Understand Employee Privacy Concerns
On the other hand, you must understand how employees view their own social-media privacy. It’s not realistic to say, “Well, you can never use Facebook, Twitter, LinkedIn, or other social media sites.”
This also goes as well for other modes of communication. For example, if employees use their phones for work purposes, can IT monitor their calls? What about their texts? The organizations that have adopted this type of oversight end up regretting it, because it leads to a tense workplace environment. So where do you draw the line?
You Must Know and Adhere to Local Laws
Social media privacy rules are evolving at a fast rate. This makes decisions even more complicated for businesses when it comes to social-media policies for their employees. Not only are these laws highly politicized, they are often far removed from workplace realities.
As part of your social-media strategy, review the current social media laws in the states where you do business. Keep in mind that there are a lot ongoing changes in regard to these rules. So keep an eye on legislative developments in the future as well.
Create HR Rules for Accessing Social Media Information.
After you’ve done your research, it’s time to establish basic rules when accessing employees’ social-media use. There are two general parts to these rules:
You Must Create Employee Rules for Using Social Media at Work.
HR rules are typically employer-focused. However, you should also consider employee-focused guidelines. Make sure everyone knows whether they can post company information on social media, and if so, specifically what. Also, specify what social media platforms can be used on break times at work (on personal accounts). Banning all social media activity is rare these days. Remember, employees can act as valuable brand ambassadors. Yet, for this to be effective, you should have specific guidelines in place in a formal written policy.
Provide Professional Alternatives.
Your employees need a place to exchange information and communicate with clients (and each other) at work. Some companies say, “All right, you can use LinkedIn for communications, and here’s how.” Other companies set up a more private social network and instead, say, “All right, we’re using Yammer (or other professional social tool) to talk between ourselves and plan out projects. Don’t use anything else for these purposes.”
Either way, it’s important to give employees vehicles to communicate in a professional environment. Otherwise, you’ll restrict their productivity. (Obviously, this can vary by industry and trade.
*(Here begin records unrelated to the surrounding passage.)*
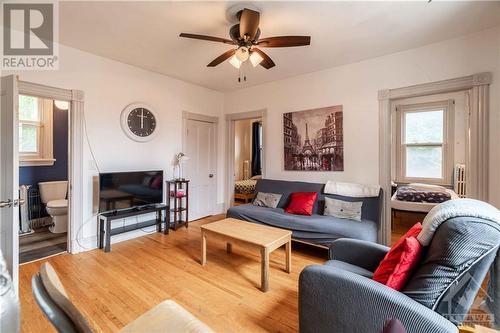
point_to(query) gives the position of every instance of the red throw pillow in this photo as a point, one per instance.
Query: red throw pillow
(399, 263)
(301, 203)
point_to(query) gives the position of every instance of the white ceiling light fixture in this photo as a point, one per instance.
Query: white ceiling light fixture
(235, 62)
(255, 59)
(242, 54)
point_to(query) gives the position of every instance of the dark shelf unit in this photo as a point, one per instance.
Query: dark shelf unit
(179, 203)
(105, 219)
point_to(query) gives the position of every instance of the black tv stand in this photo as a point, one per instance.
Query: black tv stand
(104, 221)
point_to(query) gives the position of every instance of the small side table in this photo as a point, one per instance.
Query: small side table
(178, 192)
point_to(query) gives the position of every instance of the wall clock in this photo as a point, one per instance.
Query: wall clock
(139, 122)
But, as social communication becomes more ingrained in society, it affects nearly every job, today).
Don’t Be Afraid to Make Changes.
We started by saying that social media is always changing, and we’ll end with this reminder: It’s tough to predict just how tomorrow’s employees will use social media, or what new platforms they’ll adopt. Social media policies must be reviewed at frequent intervals, and compared to the currantlandscape of social behavior. Certain policies should be phased out, and new guidelines adopted based on risks and productivity data.